S2, E21: More Than Dinosaurs, Inside Utah's Most Fascinating Museum with Jason Cryan
The Natural History Museum of Utah in Salt Lake City looks like a destination, but it also operates like a working research institution. In our conversation with director Jason Cryan, we trace how a “true science museum” earns that name through real collections, fieldwork, and public learning. The museum holds more than two million specimens and objects, which power everything from paleontology and archaeology to biodiversity research and conservation questions. If you’re searching for Utah museums that combine family activities with authentic science, the NHMU is a clear example of how exhibitions can be built on data, not just display.
Jason’s path starts far from Utah, growing up in Burlington, Vermont with an Earth Day era environmental ethic and a childhood spent outdoors. The pivotal moment is not a single obsession with dinosaurs or insects, but a mentor who makes the ordinary feel magical: an entomologist who can read forests like a book, from insects to footprints to plants. That experience turns science into a way of seeing, and it pushes Jason from a pre-med track toward zoology, entomology, and evolutionary biology. It’s also a reminder that the scientific method is practical life training: observe, test, revise, and stay curious.
Graduate school sharpens that curiosity into tools. Jason explains systematics as the engine behind biodiversity discovery, combining taxonomy with phylogenetics to answer the big questions: what species exist, where they live, how they are related, and why. He moves from anatomy-based evolutionary trees to molecular phylogenetics and targeted DNA sequencing, then applies that work to tropical insects across Costa Rica and beyond. The deeper takeaway is that the “why” matters as much as the “what,” and that good science starts with simple questions asked carefully, not with a quick search result.
A major shift comes when museum work replaces the traditional academic pathway. After a postdoc at BYU, Jason is recruited to the New York State Museum to build a genetics lab, launching a career as a museum-based scientist. Grants and global fieldwork follow, but so do administrative realities, public accountability, and the desire to “move the needle” with larger impact. Leadership becomes a way to advocate for teams of researchers and expand informal science education. That arc ultimately leads him to the North Carolina Museum of Natural Sciences, then back to Utah to run the Natural History Museum of Utah.

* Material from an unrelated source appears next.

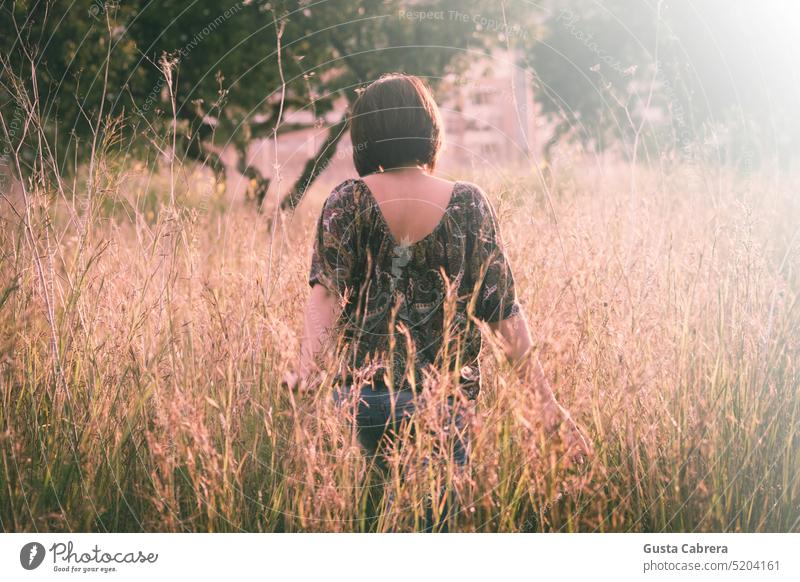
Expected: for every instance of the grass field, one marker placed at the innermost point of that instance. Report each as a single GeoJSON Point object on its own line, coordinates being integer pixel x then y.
{"type": "Point", "coordinates": [142, 343]}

At NHMU, the public-facing side is designed to connect Utah’s place-based story to global science. Permanent galleries like the dinosaur timeline leverage Utah’s world-class paleontology, while the Great Salt Lake gallery links ecology and geochemistry to an actual view of the lake outside the window. Rotating special exhibitions keep return visits high and help convert tickets into memberships, with recent highlights ranging from cultural history to wildlife. “Bug World,” built with Te Papa and Weta Workshop, flips the usual museum script by making the experience immersive and visceral rather than label-heavy. The museum also supports school field trips at scale, bringing tens of thousands of kids through the doors free of charge via Utah’s informal science education partnerships.
Behind the scenes, research is the throughline. Jason points to projects like work on the Four Corners Potato in archaeological contexts, new dinosaur finds in southern Utah, and field research that connects continents and deep time. The most inspiring message is that discovery is not finished and it’s not always far away: a colleague finds a new ant species in a Salt Lake City backyard. Museums preserve the evidence, train the next generation, and keep wonder alive, not as nostalgia, but as a practical ingredient for learning and leadership.